All new nurses in the UK from 2013 will have to spend at least three years being trained to degree level, the government has announced.
The move will help nurses meet the increasingly complex needs of patients more safely and effectively, it said.
The extra one or two years of training needed for nurses to obtain a degree will include a focus on them gaining experience in community health teams.
Current training involves a combination of theoretical and practical work as nurses work towards a diploma, but the new standards, which are open to consultation, will include a focus on giving students community health experience.
Trainees will also shadow school health nurses and district nurses who work with people in their own homes.
I'm slightly confused by this.

I thought it was already a pre-requisite for nurses to do a degree course.
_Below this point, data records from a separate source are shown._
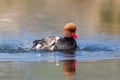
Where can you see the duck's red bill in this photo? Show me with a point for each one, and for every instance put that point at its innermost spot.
(74, 35)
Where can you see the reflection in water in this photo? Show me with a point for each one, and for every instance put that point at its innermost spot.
(69, 68)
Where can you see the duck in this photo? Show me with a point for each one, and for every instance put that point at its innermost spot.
(54, 43)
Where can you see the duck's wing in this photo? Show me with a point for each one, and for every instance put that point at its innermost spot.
(46, 43)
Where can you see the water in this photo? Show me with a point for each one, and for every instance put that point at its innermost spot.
(98, 28)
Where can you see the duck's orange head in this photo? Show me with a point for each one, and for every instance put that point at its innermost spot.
(71, 27)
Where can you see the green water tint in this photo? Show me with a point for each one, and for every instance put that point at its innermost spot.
(98, 28)
(96, 70)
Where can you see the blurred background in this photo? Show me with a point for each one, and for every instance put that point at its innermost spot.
(98, 29)
(48, 17)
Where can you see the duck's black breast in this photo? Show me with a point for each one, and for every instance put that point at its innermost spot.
(65, 43)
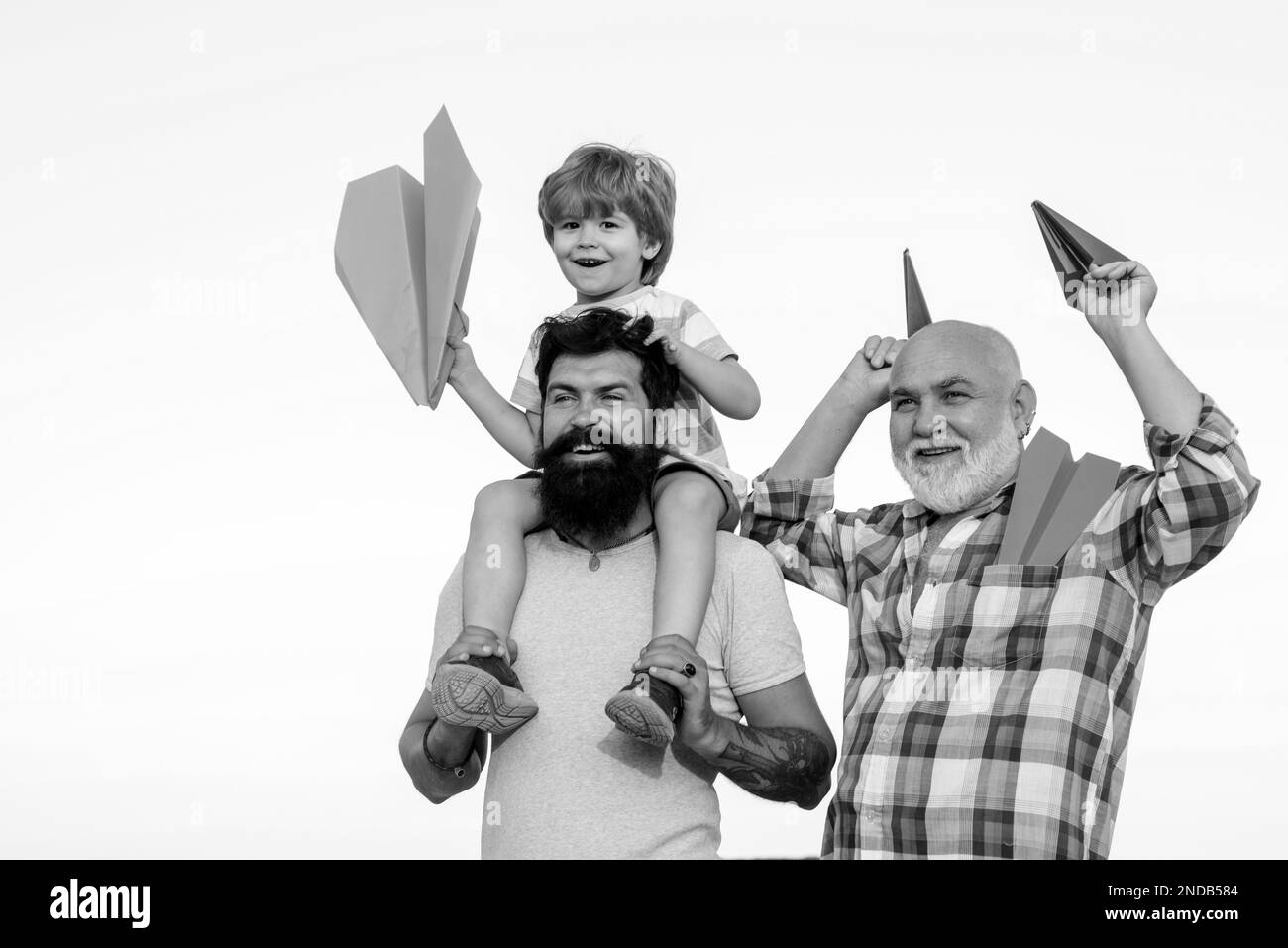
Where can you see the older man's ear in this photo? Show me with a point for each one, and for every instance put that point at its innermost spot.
(1024, 406)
In fact my sister-in-law is currently studying such a nursing degree course at Anglia Ruskin Uni in Cambridge.
The course combines classroom learning with work experience in the wards at Addenbrookes. However, she has just completed a week of
community health experience visiting and caring for people in their homes. Is Anglia Ruskin unique in providing this standard?
I can remember the days when girls left school and went straight into a hospital to start training as a nurse in the place that really matters i.e. the hospital ward. To my mind nursing is a skill that can only be learnt by practical experience. In fact my sister-in-law frequently questions the value of the lectures and written assignments she has to complete.
Far be it from me to criticise the government's decision, but we already have a shortage of nurses in the UK. Won't this new move put even more people off training to be nurses?